2025, Dec 28 05:00
How to Restyle a Shiny for Python Slider with CSS: Recolor the Track, Handle, and Value Badge
Learn how to restyle a Shiny for Python slider with custom CSS. Change track, handle, and value badge colors to match your theme—no server code changes needed.
How to restyle a Shiny for Python slider: changing the track, handle, and value colors
Interactive Shiny for Python apps often rely on sensible defaults, but sometimes those defaults clash with your palette or accessibility goals. A common case is the slider: by default it ships with a blue track and a white value badge. If you need a green theme and a darker value text, you can override the visuals with a small, targeted CSS tweak without touching the server logic.

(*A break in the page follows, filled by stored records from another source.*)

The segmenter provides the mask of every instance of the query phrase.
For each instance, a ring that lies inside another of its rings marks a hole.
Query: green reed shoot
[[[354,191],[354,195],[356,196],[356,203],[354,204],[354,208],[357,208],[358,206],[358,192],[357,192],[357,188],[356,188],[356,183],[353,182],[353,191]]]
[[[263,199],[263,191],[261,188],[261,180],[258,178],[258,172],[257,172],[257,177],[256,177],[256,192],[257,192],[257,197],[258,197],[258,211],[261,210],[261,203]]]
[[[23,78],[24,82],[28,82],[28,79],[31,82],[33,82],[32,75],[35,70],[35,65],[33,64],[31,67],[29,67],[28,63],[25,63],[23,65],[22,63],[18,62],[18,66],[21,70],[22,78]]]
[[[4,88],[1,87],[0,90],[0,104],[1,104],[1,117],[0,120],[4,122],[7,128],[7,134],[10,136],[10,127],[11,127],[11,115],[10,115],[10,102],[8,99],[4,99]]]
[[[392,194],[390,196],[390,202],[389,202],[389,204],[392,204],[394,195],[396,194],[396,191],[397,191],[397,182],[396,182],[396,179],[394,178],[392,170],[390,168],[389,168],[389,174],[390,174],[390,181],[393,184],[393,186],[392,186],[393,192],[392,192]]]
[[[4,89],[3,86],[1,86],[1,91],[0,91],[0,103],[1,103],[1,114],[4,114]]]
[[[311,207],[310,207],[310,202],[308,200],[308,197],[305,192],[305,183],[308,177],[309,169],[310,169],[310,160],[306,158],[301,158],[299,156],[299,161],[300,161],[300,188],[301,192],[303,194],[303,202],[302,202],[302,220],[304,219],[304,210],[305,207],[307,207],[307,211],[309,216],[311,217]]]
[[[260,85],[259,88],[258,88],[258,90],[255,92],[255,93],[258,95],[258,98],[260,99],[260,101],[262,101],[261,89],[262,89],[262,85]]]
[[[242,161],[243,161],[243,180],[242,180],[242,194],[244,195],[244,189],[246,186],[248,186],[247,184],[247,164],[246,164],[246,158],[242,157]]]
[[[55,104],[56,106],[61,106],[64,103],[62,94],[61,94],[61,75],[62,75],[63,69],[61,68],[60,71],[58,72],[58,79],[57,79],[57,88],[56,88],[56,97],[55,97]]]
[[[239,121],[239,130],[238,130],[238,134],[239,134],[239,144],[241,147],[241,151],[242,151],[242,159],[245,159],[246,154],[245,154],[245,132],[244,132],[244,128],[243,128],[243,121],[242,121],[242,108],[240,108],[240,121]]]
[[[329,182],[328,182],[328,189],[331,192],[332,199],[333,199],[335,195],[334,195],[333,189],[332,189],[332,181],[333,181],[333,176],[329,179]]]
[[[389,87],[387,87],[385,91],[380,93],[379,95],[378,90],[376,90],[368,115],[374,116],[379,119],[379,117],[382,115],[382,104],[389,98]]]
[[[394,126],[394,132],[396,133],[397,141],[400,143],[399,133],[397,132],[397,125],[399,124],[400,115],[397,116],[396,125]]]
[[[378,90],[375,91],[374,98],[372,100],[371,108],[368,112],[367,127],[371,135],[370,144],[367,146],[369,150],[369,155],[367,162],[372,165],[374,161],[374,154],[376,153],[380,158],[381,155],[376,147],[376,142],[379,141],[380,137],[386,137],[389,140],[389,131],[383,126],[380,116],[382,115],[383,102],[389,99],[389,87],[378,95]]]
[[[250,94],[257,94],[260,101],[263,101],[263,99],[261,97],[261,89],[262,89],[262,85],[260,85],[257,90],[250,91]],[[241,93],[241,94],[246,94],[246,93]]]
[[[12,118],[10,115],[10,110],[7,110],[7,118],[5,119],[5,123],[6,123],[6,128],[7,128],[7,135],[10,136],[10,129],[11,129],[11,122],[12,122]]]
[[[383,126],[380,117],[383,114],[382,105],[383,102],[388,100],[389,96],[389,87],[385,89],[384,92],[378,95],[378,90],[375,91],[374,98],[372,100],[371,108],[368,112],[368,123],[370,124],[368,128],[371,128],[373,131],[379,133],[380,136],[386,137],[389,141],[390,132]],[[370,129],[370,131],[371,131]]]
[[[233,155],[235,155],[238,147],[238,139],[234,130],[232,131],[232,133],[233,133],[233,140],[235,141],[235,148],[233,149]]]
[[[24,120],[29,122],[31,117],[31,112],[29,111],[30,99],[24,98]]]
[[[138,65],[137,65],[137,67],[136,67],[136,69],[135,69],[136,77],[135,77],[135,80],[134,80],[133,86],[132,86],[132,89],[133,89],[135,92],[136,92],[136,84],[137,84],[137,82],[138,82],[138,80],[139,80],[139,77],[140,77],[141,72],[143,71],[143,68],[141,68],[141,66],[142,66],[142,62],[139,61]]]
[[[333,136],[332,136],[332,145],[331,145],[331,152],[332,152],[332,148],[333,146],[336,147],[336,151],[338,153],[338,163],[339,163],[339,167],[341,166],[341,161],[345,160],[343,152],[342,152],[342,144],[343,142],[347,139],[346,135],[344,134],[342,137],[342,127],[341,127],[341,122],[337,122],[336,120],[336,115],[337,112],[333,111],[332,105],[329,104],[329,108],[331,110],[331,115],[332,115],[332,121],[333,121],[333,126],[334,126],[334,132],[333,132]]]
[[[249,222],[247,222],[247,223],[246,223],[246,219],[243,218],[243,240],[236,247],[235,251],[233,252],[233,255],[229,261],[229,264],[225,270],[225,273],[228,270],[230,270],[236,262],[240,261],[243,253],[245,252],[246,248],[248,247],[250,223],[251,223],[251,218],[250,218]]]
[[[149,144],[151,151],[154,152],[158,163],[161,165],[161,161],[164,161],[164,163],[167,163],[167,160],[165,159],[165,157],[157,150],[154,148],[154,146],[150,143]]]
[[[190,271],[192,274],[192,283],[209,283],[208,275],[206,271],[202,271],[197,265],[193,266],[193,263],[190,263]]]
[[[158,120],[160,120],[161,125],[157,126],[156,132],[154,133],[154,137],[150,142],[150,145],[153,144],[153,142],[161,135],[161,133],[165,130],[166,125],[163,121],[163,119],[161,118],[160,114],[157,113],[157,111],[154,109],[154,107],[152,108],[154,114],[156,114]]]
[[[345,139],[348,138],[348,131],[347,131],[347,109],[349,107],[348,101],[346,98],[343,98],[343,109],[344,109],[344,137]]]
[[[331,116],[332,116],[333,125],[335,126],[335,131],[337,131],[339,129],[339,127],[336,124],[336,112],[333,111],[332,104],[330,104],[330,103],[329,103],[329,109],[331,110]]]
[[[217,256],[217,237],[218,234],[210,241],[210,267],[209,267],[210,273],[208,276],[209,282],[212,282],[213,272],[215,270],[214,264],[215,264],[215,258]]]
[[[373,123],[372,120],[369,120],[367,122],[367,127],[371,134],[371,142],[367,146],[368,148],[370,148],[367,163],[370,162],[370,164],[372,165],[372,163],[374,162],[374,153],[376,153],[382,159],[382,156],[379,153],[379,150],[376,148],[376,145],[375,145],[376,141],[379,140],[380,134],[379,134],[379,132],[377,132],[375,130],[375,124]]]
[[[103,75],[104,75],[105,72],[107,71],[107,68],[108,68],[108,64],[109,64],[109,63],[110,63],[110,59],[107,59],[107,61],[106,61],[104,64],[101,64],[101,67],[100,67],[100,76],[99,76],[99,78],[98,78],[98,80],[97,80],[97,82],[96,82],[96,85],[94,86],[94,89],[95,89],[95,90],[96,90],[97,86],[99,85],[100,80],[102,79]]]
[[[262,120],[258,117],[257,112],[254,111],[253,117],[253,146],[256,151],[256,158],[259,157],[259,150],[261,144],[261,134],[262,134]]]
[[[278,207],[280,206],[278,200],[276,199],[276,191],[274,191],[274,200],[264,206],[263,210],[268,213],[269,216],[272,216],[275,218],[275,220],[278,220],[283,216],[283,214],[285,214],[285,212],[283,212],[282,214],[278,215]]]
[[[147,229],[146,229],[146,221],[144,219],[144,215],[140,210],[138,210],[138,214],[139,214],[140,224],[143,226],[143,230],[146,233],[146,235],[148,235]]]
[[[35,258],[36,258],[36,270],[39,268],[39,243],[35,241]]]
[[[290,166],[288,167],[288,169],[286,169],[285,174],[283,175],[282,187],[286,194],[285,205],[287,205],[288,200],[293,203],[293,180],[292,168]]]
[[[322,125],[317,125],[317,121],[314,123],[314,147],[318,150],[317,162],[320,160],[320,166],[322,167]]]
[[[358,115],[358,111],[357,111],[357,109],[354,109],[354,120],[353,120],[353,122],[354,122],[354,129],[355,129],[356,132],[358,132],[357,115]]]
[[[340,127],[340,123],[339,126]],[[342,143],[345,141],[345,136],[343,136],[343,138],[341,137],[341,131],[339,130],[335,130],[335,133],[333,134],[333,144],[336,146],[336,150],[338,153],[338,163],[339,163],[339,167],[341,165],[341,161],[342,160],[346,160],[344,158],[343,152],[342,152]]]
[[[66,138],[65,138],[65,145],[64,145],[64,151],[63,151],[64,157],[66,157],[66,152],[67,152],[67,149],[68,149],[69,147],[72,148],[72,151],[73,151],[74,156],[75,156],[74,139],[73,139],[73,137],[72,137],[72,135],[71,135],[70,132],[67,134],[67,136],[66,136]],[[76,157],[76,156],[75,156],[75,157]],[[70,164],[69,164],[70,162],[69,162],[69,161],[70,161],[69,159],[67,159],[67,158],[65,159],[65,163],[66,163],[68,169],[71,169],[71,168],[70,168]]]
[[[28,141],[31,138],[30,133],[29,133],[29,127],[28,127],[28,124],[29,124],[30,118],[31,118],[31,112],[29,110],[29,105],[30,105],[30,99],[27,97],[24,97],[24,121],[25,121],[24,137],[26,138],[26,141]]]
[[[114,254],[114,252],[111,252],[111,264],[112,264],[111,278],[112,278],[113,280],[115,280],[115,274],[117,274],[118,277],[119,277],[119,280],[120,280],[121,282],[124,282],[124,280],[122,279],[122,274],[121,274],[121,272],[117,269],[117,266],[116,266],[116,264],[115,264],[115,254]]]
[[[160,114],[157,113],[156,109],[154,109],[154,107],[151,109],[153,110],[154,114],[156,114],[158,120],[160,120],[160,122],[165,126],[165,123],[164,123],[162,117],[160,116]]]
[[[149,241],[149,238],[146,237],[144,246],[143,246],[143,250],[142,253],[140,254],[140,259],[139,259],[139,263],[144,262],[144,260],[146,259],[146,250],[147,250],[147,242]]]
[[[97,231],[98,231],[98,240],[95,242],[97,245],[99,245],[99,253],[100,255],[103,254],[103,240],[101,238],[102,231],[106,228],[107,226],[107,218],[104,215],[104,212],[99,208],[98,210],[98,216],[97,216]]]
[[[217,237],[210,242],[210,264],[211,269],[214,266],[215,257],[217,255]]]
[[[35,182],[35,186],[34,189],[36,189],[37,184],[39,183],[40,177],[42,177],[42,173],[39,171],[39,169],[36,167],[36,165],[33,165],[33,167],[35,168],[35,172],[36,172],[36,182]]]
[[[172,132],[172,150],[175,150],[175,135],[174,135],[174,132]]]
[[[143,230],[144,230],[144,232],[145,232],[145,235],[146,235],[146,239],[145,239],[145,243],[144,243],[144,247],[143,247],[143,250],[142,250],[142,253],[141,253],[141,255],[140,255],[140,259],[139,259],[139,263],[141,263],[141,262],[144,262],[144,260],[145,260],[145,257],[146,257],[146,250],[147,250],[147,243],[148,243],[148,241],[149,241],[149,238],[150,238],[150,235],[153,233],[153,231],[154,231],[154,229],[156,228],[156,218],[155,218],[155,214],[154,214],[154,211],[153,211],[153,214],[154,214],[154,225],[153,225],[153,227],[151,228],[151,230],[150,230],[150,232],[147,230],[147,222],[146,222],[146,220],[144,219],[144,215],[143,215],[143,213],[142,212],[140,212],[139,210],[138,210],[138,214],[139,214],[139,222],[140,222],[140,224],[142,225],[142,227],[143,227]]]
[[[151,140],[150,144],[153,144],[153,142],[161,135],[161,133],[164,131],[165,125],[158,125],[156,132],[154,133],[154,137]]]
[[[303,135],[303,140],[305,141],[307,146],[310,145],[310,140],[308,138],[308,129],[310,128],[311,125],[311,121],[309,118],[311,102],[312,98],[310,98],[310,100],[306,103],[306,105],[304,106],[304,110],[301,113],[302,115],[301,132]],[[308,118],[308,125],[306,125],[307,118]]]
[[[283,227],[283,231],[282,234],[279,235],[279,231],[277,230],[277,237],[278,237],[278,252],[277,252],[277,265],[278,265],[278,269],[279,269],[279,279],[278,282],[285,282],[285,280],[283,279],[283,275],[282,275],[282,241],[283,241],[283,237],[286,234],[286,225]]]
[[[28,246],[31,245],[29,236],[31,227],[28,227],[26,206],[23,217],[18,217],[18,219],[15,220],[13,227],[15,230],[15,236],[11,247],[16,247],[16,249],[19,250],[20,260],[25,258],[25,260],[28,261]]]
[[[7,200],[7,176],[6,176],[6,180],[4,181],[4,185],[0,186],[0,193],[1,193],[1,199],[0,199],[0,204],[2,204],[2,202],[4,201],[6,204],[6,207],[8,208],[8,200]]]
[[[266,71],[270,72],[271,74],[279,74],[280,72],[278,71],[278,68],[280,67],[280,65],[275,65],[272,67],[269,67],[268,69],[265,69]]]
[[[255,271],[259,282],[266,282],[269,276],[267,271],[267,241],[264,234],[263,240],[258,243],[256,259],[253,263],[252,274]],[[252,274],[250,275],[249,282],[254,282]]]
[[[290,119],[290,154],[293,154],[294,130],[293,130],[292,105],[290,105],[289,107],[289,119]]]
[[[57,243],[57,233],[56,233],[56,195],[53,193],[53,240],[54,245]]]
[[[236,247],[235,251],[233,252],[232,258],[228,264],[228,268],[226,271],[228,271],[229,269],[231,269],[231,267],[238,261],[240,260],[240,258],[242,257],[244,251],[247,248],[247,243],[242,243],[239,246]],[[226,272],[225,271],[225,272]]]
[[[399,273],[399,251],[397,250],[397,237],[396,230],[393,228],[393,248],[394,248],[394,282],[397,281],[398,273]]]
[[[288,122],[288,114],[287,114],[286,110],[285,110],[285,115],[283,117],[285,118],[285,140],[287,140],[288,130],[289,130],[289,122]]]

Example app that shows the default slider styling
The following app renders a matplotlib-based histogram and exposes the bin count via a slider. It demonstrates the default blue slider and white value badge.
import matplotlib.pyplot as plt
import numpy as np
from shiny import App, Inputs, Outputs, Session, render, ui
page = ui.page_fluid(
ui.input_slider("bin_count", "Number of bins:", min=10, max=100, value=30),
ui.output_plot("hist_view"),
)
def backend(input: Inputs, output: Outputs, session: Session):
@render.plot
def hist_view():
np.random.seed(42)
values = 100 + 15 * np.random.randn(437)
fig, axis = plt.subplots()
axis.hist(values, input.bin_count(), density=True)
return fig
shiny_app = App(page, backend)
What’s happening and why the color doesn’t change by default
The slider shipped with Shiny for Python comes with predefined CSS rules that color its pieces. There are three parts you typically want to restyle. The small badge showing the current value, the central track line, and the draggable handle. Each of these elements is addressable via stable CSS selectors that can be overridden from the app UI. That means you don’t need to modify Python logic or component constructors. You simply inject custom styles that target these selectors, and the browser applies your theme on top of the defaults.

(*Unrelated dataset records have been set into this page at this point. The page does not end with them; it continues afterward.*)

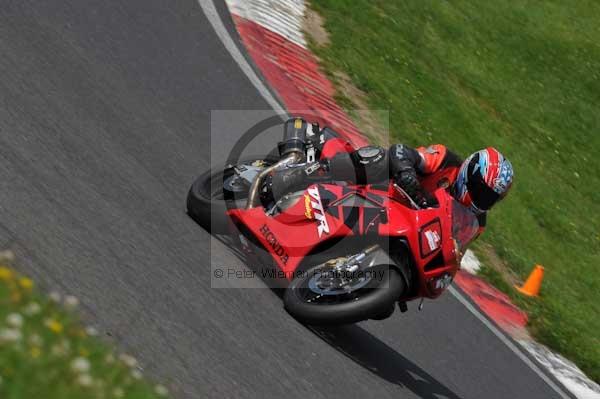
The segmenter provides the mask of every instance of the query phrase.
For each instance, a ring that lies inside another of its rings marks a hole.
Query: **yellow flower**
[[[46,321],[44,322],[44,324],[53,333],[60,334],[63,331],[63,325],[60,324],[60,322],[58,322],[58,321],[56,321],[54,319],[46,319]]]
[[[83,357],[88,357],[90,355],[90,352],[88,352],[86,349],[81,348],[79,349],[79,354]]]
[[[33,288],[33,281],[31,281],[30,278],[27,277],[21,277],[19,279],[19,285],[21,286],[21,288],[23,288],[24,290],[31,290]]]
[[[10,281],[14,277],[12,270],[8,267],[0,266],[0,280]]]
[[[37,359],[42,354],[42,351],[37,346],[34,346],[33,348],[31,348],[31,351],[29,351],[29,354],[32,358]]]

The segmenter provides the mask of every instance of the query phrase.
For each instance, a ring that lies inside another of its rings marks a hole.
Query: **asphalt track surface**
[[[557,397],[450,295],[315,333],[210,288],[210,256],[241,267],[184,213],[210,110],[269,107],[194,0],[5,0],[0,54],[0,247],[176,397]]]

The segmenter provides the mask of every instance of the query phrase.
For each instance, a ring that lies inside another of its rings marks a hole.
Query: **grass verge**
[[[500,288],[528,311],[536,339],[599,382],[600,4],[311,6],[329,33],[328,45],[313,43],[324,69],[334,81],[346,73],[370,107],[390,110],[393,139],[446,143],[464,156],[491,145],[513,162],[513,192],[482,240],[511,273],[524,279],[541,263],[546,277],[537,299]]]
[[[85,328],[74,297],[46,297],[0,266],[0,398],[158,399],[135,358],[117,355]]]

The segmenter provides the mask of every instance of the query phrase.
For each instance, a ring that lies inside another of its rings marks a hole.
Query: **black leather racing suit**
[[[430,193],[421,188],[419,166],[421,156],[414,148],[394,144],[389,149],[366,146],[352,153],[338,153],[329,159],[293,165],[272,176],[271,190],[275,199],[308,184],[348,181],[374,184],[393,179],[420,207],[435,203]]]
[[[328,128],[319,132],[320,151],[327,140]],[[331,132],[331,130],[329,130]],[[337,136],[335,133],[332,134]],[[431,193],[421,186],[419,177],[435,173],[445,168],[460,167],[463,160],[443,145],[433,145],[418,149],[404,144],[394,144],[388,149],[379,146],[366,146],[353,152],[340,152],[331,158],[312,163],[292,165],[274,173],[269,182],[273,200],[307,185],[333,181],[346,181],[354,184],[384,183],[392,179],[421,208],[436,204]],[[450,188],[452,191],[452,187]],[[486,225],[486,213],[478,215],[479,225]]]

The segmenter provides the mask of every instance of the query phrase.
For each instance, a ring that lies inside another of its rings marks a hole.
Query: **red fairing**
[[[346,140],[342,140],[340,138],[331,138],[323,144],[323,149],[321,150],[321,159],[333,158],[336,154],[339,153],[352,153],[354,152],[354,147],[350,142]]]
[[[395,238],[403,238],[418,274],[416,295],[433,298],[458,269],[451,235],[452,200],[443,189],[435,194],[439,208],[416,211],[381,187],[316,184],[275,216],[266,215],[262,207],[234,209],[229,214],[250,230],[288,278],[326,240],[381,236],[396,242]]]

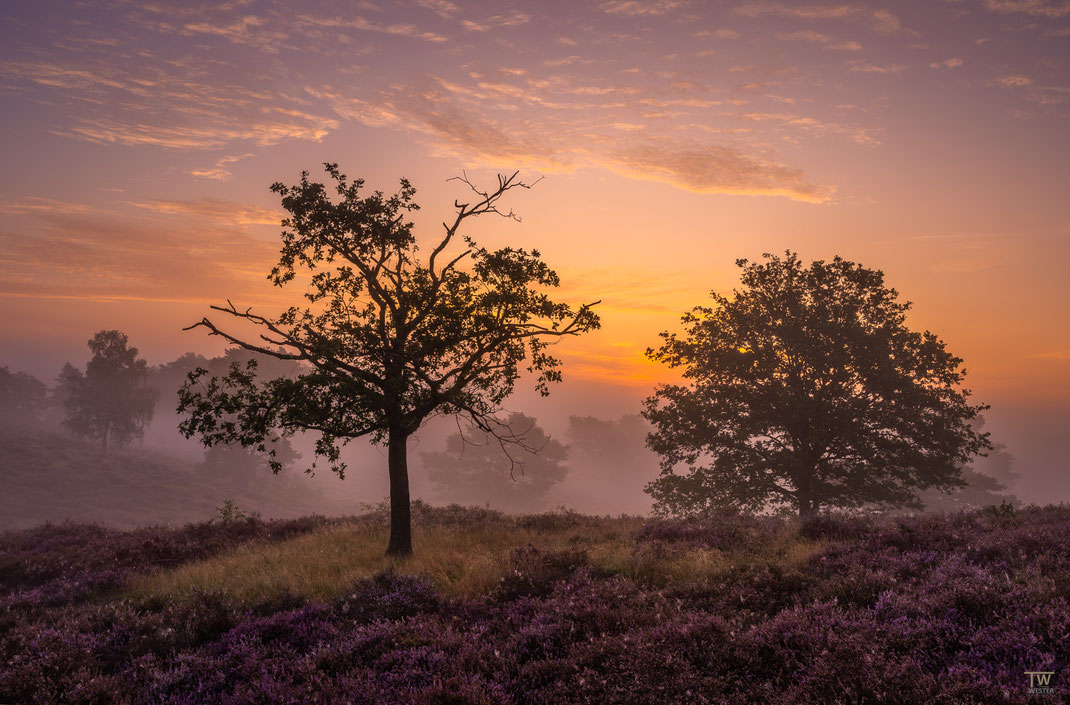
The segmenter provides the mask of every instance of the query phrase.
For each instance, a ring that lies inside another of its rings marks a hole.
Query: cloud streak
[[[599,4],[602,12],[627,17],[664,15],[686,7],[684,0],[611,0]]]
[[[195,201],[150,199],[147,201],[133,201],[130,205],[155,213],[205,218],[219,223],[235,224],[243,227],[248,225],[278,225],[283,218],[282,211],[234,203],[233,201],[222,201],[215,198],[201,198]]]
[[[377,104],[346,99],[321,91],[340,115],[376,126],[416,131],[439,153],[452,154],[477,165],[533,167],[567,171],[598,166],[631,178],[658,181],[697,193],[783,196],[806,202],[823,202],[834,189],[811,183],[801,169],[793,169],[755,156],[742,147],[681,140],[674,135],[651,134],[642,121],[612,119],[616,110],[599,110],[597,100],[626,103],[636,110],[655,106],[688,110],[708,109],[717,101],[657,99],[634,96],[628,86],[585,86],[547,82],[545,93],[519,86],[479,81],[474,87],[439,81],[444,91],[401,92],[380,96]],[[563,96],[570,96],[563,98]],[[512,111],[495,111],[501,100],[519,101],[543,108],[516,119]],[[561,102],[565,101],[565,102]],[[569,106],[573,110],[569,110]],[[562,108],[565,114],[562,116]],[[593,113],[591,111],[594,111]],[[500,114],[499,114],[500,113]],[[805,131],[820,126],[812,121]],[[794,129],[794,125],[790,129]],[[831,130],[830,130],[831,131]]]
[[[982,5],[1005,15],[1023,13],[1049,19],[1070,16],[1070,2],[1066,0],[983,0]]]
[[[796,5],[782,2],[748,2],[737,14],[744,17],[788,17],[802,20],[845,20],[869,27],[880,34],[911,33],[888,10],[861,5]]]
[[[262,299],[276,247],[226,227],[133,224],[106,213],[38,213],[0,230],[0,294],[37,297]]]
[[[831,187],[811,183],[801,169],[715,145],[640,144],[617,153],[608,165],[635,178],[661,181],[696,193],[787,196],[823,203],[834,192]]]
[[[129,0],[76,46],[6,54],[0,80],[48,106],[52,134],[203,153],[180,167],[194,183],[222,185],[239,160],[286,144],[390,130],[465,165],[596,167],[700,193],[821,202],[835,184],[809,175],[808,144],[876,147],[881,113],[865,106],[888,98],[888,79],[898,89],[926,66],[963,78],[983,69],[957,49],[940,60],[895,53],[916,33],[879,5],[713,5],[601,0],[551,21],[452,0],[315,0],[296,14],[279,0]],[[1057,17],[1062,4],[985,7]],[[1029,85],[1007,66],[980,81]],[[1056,106],[1063,96],[1034,86],[1024,100]]]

The fix: inject custom CSS from the UI
To recolor the slider to green and make the value text black, add a style block that targets the appropriate selectors. The square with the number is controlled by .irs.irs--shiny .irs-single, the line is .irs-bar.irs-bar--single, and the handle is .irs-handle.single. Here’s the same app with the CSS override added to the UI. The Python logic is unchanged.
import matplotlib.pyplot as plt
import numpy as np
from shiny import App, Inputs, Outputs, Session, render, ui
page = ui.page_fluid(
ui.input_slider("bin_count", "Number of bins:", min=10, max=100, value=30),
ui.output_plot("hist_view"),
ui.tags.style("""
.irs.irs--shiny .irs-single {
background-color: #90EE90;
color: black;
}
.irs-bar.irs-bar--single {
background-color: #90EE90;
}
.irs-handle.single {
background-color: #90EE90;
}
"""
)
)
def backend(input: Inputs, output: Outputs, session: Session):
@render.plot
def hist_view():
np.random.seed(42)
values = 100 + 15 * np.random.randn(437)
fig, axis = plt.subplots()
axis.hist(values, input.bin_count(), density=True)
return fig
shiny_app = App(page, backend)
Why this matters for real-world apps
UI consistency is more than aesthetics. When dashboards live alongside brand guidelines or need to satisfy contrast expectations, having control over the slider’s badge, track, and handle colors helps keep the user experience coherent and readable. The approach above avoids any tight coupling to Python code and keeps the styling in one place, which simplifies maintenance.
Takeaways
When you need to customize a Shiny for Python slider, target the visual pieces with CSS selectors and inject the styles via ui.tags.style. The value badge accepts both background and text color changes, while the track and handle can be recolored to match your theme. This keeps your plotting and server code intact and makes future adjustments straightforward.